Modern wetting agents of the latest generation have overcome the durability limits and can be used at a very low dosage, in the order of 100 g per cubic metre of substrate (for substrates with a high content of black peat, the dosage should be increased to double).
They can be used both during the manufacture of substrates and during cultivation, combining them with irrigation and/or fertigation practices, as they do not interfere with the action of fertilisers. Some growers are conveniently accustomed to systematically adding them to their nutrient solutions at even lower doses than those indicated above.
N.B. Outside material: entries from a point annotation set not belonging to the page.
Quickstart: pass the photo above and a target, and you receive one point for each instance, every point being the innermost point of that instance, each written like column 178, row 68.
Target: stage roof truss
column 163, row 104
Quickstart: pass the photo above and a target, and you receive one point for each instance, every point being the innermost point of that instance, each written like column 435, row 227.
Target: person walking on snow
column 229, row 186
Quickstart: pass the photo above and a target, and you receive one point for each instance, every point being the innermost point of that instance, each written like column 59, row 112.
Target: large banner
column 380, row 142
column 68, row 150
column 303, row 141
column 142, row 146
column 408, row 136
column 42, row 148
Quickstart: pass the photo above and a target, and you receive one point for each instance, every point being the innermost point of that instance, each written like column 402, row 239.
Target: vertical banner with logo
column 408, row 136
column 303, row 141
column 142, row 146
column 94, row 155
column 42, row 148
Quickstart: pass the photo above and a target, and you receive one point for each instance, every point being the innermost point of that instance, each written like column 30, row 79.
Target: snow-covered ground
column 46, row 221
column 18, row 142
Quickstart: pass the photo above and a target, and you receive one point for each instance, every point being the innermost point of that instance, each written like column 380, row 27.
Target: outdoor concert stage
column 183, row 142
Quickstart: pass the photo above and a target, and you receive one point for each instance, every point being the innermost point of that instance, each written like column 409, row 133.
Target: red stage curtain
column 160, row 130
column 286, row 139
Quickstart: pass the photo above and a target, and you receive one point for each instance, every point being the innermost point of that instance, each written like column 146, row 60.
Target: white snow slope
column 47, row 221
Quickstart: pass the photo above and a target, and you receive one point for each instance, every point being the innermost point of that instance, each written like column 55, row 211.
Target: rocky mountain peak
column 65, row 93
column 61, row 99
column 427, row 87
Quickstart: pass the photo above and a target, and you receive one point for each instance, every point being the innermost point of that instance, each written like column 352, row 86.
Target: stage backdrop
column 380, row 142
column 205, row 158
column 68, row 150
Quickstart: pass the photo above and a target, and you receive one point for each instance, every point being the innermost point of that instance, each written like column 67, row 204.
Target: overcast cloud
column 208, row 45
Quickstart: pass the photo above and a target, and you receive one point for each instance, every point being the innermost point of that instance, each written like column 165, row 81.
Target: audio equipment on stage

It must be said, that the use of these surfactants can be avoided simply by keeping the moisture content of the peat within safe values. Peats with moisture levels in the range of 40-50% are never hydrophobic. Guaranteeing these moisture levels is, however, difficult, as these materials endure transportation of thousands of kilometres, which is all the more onerous and costly the wetter and heavier they are. In addition, several months may pass between the time of manufacture and the time the substrates are used for cultivation, during which time the moisture content is irreparably reduced.
If we want to order the main organic components of cultivation substrates according to their aptitude to develop hydrophobic phenomena, we could refer to the following sequence:
Black peat > Blond peat > wood fibre > coconut pith.
For example, percentages of coconut pith in the substrate formulation in the order of 20% by volume reduce the occurrence of hydrophobic phenomena.
Wood fibre, although to a lesser extent, can also make a contribution in this respect (it normally has a contact angle of around 90°).